Spear's Pregnancy Provides Life Lesson

Spears' Pregnancy Provides Life Lesson
By SARA RIMER,
The New York Times

CONCORD Mass. (Dec. 21) -- Talk about teachable moments. In schools and shopping malls and around the dining room table, the subject of teenage pregnancy and sex was suddenly and uncomfortably in the air as mothers and daughters and fathers, too, talked about — or tried not to talk about — the pregnancy of 16-year-old Jamie Lynn Spears, who plays the perfect, well-liked and, it is understood, virginal teenage girl on “Zoey 101” on Nickelodeon.

High school girls were wondering aloud on Thursday why no one was talking about contraception. Parents across the country, on the other hand, commiserated over the Internet about how, thanks to Ms. Spears, they were facing a conversation with their 8-, 9-, and 10-year-olds about sex. “Nowadays, nothing’s safe, not even cartoons,” said Diana Madruga, who has an 11-year-old daughter. Sharon Carruthers said she had used the news as an opportunity to talk about the dangers of teenage pregnancy with her 10-year-old daughter, Yasmine. “I want my daughter’s mind in the real world. But this is not what my daughter is going to do in her life. She knows better. She knows right and wrong.” Yasmine shook her head. “I never expected her, of all people, to do this,” she said, referring to the girl who in her mind is both Zoey and Jamie, the actress who plays her. “She’s supposed to be the good one in the family.”

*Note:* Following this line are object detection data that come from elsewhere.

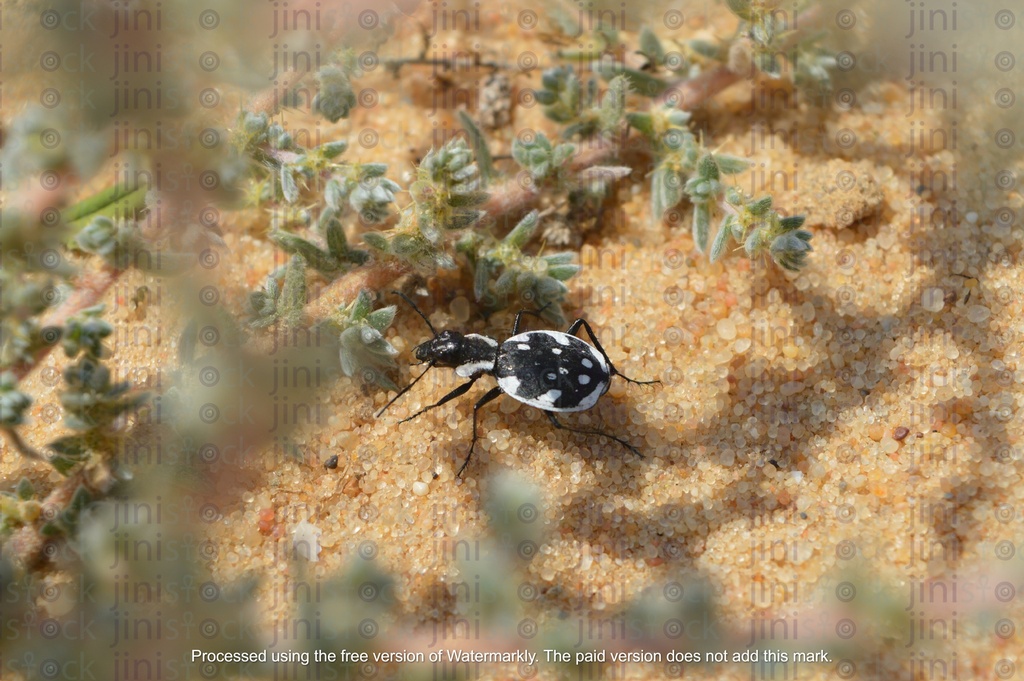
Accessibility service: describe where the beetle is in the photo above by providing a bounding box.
[376,291,659,477]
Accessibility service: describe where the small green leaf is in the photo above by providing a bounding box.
[281,166,299,204]
[693,202,711,253]
[362,231,390,253]
[708,222,731,262]
[458,109,496,186]
[715,154,751,175]
[502,210,540,249]
[640,26,665,65]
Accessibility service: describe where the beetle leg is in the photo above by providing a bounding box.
[399,372,482,423]
[545,409,643,459]
[565,317,660,385]
[455,385,504,477]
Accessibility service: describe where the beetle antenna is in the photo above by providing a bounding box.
[384,291,437,333]
[374,360,436,419]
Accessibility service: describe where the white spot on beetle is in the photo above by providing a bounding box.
[498,376,519,397]
[455,359,495,378]
[537,390,562,405]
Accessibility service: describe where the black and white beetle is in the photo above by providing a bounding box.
[377,291,658,477]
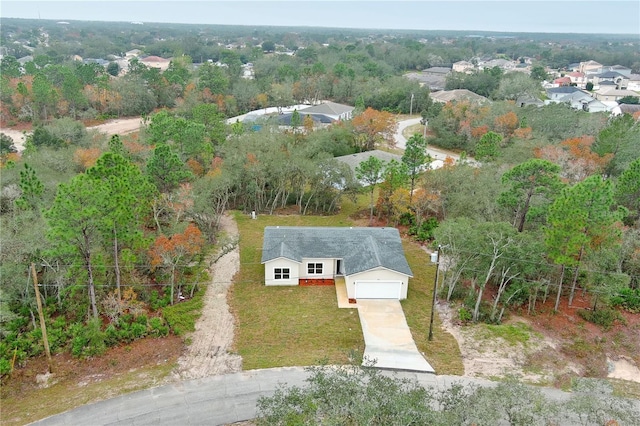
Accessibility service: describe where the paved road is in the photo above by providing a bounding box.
[34,367,584,426]
[395,117,460,169]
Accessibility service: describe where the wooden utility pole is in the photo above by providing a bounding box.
[31,263,53,373]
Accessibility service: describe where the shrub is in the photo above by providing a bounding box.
[578,309,624,330]
[162,291,204,336]
[610,287,640,314]
[131,322,147,339]
[149,290,171,311]
[409,217,438,241]
[104,324,120,346]
[149,317,169,337]
[458,307,473,322]
[71,318,107,357]
[0,357,11,376]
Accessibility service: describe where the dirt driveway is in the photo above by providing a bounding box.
[0,117,142,152]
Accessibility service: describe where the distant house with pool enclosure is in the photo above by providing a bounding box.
[261,226,413,301]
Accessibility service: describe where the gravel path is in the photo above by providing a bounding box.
[174,214,242,380]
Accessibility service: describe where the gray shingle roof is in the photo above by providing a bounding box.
[301,102,355,115]
[336,149,402,175]
[261,226,413,276]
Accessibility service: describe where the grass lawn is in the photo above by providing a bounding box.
[229,196,463,374]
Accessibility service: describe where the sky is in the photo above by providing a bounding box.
[0,0,640,34]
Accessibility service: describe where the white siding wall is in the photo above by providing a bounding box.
[344,268,409,299]
[300,258,335,279]
[264,258,307,285]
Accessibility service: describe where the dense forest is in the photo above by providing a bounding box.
[0,19,640,382]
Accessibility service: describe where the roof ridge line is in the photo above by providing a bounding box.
[369,235,382,266]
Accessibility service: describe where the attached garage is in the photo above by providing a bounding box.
[355,281,402,300]
[261,226,413,303]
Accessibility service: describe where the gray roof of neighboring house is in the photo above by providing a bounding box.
[300,102,355,115]
[547,86,582,94]
[618,104,640,114]
[422,67,451,74]
[277,109,336,126]
[335,149,402,174]
[404,72,447,90]
[261,226,413,277]
[558,91,594,102]
[596,71,626,78]
[429,89,491,103]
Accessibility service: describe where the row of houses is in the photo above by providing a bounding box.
[547,61,640,91]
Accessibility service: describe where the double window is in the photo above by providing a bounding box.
[307,263,322,275]
[273,268,291,280]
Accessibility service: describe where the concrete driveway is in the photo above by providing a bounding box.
[357,299,435,373]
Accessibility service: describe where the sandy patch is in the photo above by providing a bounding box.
[607,356,640,383]
[0,117,142,152]
[174,215,242,380]
[437,302,580,383]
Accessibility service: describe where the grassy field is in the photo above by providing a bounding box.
[230,198,463,374]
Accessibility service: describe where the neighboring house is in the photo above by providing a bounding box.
[429,89,491,104]
[124,49,142,59]
[594,88,640,101]
[516,94,544,108]
[422,67,451,77]
[593,71,629,90]
[558,92,608,112]
[553,76,571,87]
[627,74,640,92]
[82,58,109,67]
[603,65,631,78]
[242,62,255,80]
[404,72,447,91]
[275,110,335,127]
[299,101,355,121]
[18,55,33,66]
[478,59,517,71]
[140,56,171,71]
[567,71,587,88]
[611,104,640,115]
[452,61,475,72]
[547,86,584,102]
[547,87,610,112]
[578,61,602,74]
[335,149,402,184]
[260,226,413,302]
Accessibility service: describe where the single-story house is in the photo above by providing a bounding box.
[299,101,355,121]
[335,149,402,185]
[429,89,491,104]
[451,61,475,72]
[261,226,413,302]
[594,88,640,101]
[547,86,586,101]
[140,56,171,71]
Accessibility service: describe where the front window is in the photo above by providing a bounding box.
[273,268,291,280]
[307,263,322,275]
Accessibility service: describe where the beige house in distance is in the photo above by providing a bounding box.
[140,56,171,71]
[593,88,640,102]
[452,61,475,72]
[261,226,413,302]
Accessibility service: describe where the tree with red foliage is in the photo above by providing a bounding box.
[351,108,398,151]
[149,223,204,305]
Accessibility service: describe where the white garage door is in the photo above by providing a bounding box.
[356,281,402,299]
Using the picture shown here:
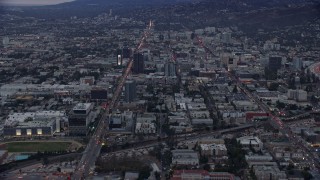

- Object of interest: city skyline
[0,0,75,6]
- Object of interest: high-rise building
[132,53,144,74]
[116,49,123,66]
[292,58,302,70]
[268,56,282,71]
[69,103,93,136]
[2,36,10,47]
[124,80,137,102]
[221,32,231,43]
[164,62,176,77]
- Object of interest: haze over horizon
[0,0,74,6]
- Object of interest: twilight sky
[0,0,74,6]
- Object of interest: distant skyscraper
[221,32,231,43]
[268,56,282,71]
[117,49,123,66]
[2,37,10,47]
[292,58,302,70]
[132,53,144,74]
[124,80,137,102]
[164,62,176,77]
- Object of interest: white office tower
[2,36,10,47]
[221,32,231,44]
[164,62,176,77]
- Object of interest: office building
[268,56,282,71]
[69,103,93,136]
[132,53,144,74]
[292,58,302,70]
[3,111,67,137]
[221,32,231,44]
[124,80,136,103]
[116,49,123,66]
[90,89,108,101]
[164,62,176,77]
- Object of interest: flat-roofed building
[69,103,93,136]
[3,111,67,137]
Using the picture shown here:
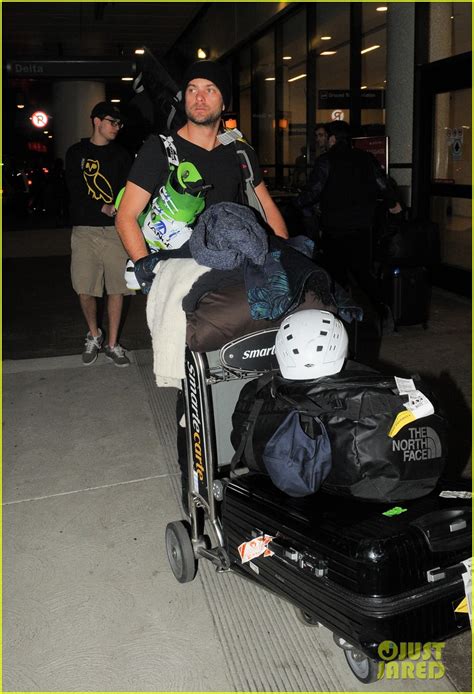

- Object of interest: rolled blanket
[189,202,268,270]
[146,258,209,388]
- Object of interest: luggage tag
[439,489,472,499]
[237,535,275,564]
[455,557,472,624]
[388,376,434,439]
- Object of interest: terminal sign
[31,111,48,128]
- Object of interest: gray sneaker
[82,328,104,366]
[104,343,130,366]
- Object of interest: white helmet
[275,309,349,381]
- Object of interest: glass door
[430,89,472,271]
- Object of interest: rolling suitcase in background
[380,265,431,330]
[222,474,471,682]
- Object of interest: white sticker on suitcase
[237,535,275,564]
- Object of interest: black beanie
[183,60,231,109]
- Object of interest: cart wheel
[165,521,197,583]
[344,648,379,684]
[295,607,319,627]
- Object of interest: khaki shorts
[71,226,135,297]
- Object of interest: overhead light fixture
[288,72,306,82]
[361,43,380,54]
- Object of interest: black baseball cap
[91,101,123,120]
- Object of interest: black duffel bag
[231,362,447,502]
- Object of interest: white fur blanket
[146,258,210,388]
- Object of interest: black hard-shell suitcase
[380,265,431,328]
[222,474,471,661]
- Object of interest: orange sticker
[237,535,275,564]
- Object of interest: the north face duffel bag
[231,362,447,502]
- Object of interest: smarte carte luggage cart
[166,329,471,682]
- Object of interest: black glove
[134,253,160,294]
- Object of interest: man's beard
[186,108,222,125]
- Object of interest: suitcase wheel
[165,521,197,583]
[295,607,320,627]
[344,648,383,684]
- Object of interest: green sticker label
[382,506,407,516]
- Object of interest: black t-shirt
[128,132,262,208]
[66,138,132,226]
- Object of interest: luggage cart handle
[411,508,472,552]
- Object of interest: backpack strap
[159,133,179,166]
[232,141,267,221]
[230,398,265,475]
[230,373,273,475]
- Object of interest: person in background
[296,121,401,296]
[65,101,134,367]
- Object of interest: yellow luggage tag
[388,376,434,439]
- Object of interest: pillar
[385,2,415,207]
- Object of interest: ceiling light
[288,72,306,82]
[361,44,380,53]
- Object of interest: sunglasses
[101,118,123,129]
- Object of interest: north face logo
[392,427,443,461]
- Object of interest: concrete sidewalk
[3,334,471,692]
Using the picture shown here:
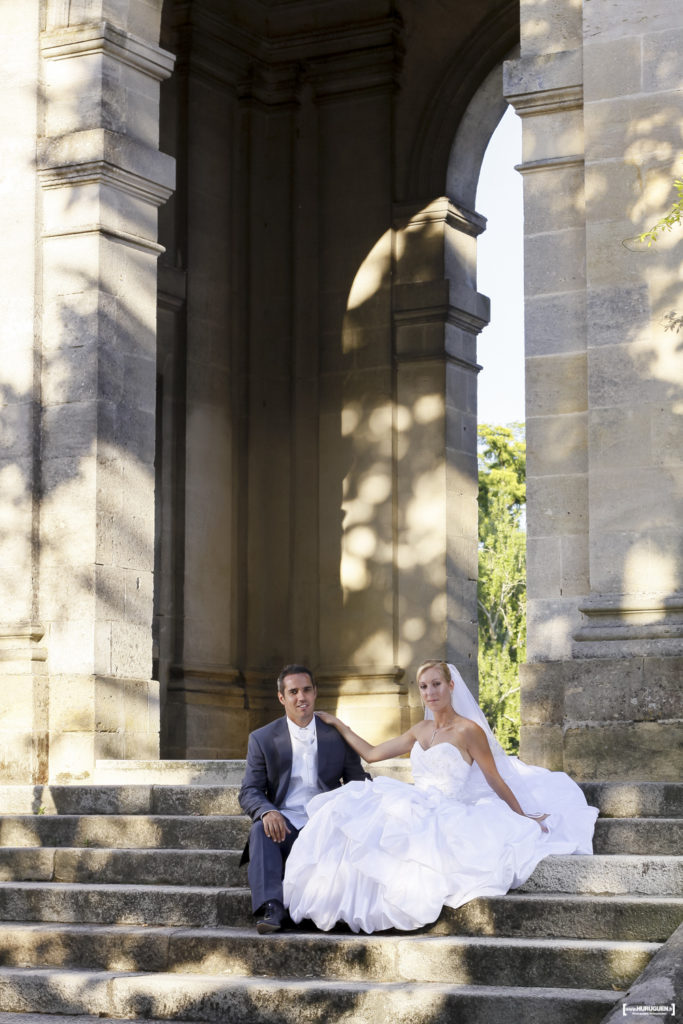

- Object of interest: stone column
[38,0,174,781]
[506,0,683,779]
[566,0,683,778]
[393,198,488,703]
[0,0,47,782]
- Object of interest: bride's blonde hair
[415,658,451,683]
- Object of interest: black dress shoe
[256,899,286,935]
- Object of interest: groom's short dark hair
[278,665,315,693]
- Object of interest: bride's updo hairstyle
[415,658,451,684]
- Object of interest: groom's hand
[261,811,292,843]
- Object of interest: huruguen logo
[622,1002,676,1017]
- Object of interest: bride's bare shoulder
[458,716,486,740]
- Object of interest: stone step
[0,882,240,928]
[0,1013,194,1024]
[579,782,683,818]
[438,890,683,942]
[0,925,660,988]
[0,806,683,854]
[0,778,683,818]
[0,857,681,941]
[517,854,683,896]
[0,968,623,1024]
[0,814,251,850]
[93,760,246,785]
[593,818,683,854]
[0,847,247,887]
[0,785,242,814]
[0,878,683,942]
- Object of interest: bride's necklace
[428,715,458,746]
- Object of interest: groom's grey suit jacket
[240,716,370,861]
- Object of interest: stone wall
[506,0,683,779]
[0,0,683,781]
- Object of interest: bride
[284,660,598,932]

Perhaps the news of Ms. Spears’s pregnancy should not have been so surprising in what has seemed to be the year of the unwed mother in popular culture. First there was the movie “Knocked Up,” in which a 24-year-old entertainment journalist accidentally gets pregnant in a drunken evening. Now there’s “Juno,” about a 16-year-old who confronts an unplanned pregnancy and decides to have the baby. But Nickelodeon has won wide acclaim as a sanctuary from the hypersexualized youth culture. That is what burned up Matt Younginer of Columbia, S.C., who was shopping with his 9-year-old daughter, Ansley, in Manhattan.“She loves ‘Zoey 101,’ ” Mr. Younginer said. “It’s usually Britney Spears who would do that stuff, not Jamie Lynn. She was supposed to be one of the good, clean actresses for girls to follow after. I think it just sends an awful message for the young girls.”

Dan Martinsen, a spokesman for Nickelodeon, said Thursday that “Zoey 101” was one of its most popular shows among viewers 9 to 14. “Nothing about the content, characters or the storytelling on our air has changed at all,” Mr. Martinsen said. He said that Nickelodeon was discussing a special on the issue with Linda Ellerbee, the television journalist who is the host of “Nick News.” “Whenever an issue becomes so prevalent that it’s inescapable,” Mr. Martinsen said, “her show is where we turn to help kids navigate and interpret and understand it.”

Sharon Otterman contributed reporting from New York.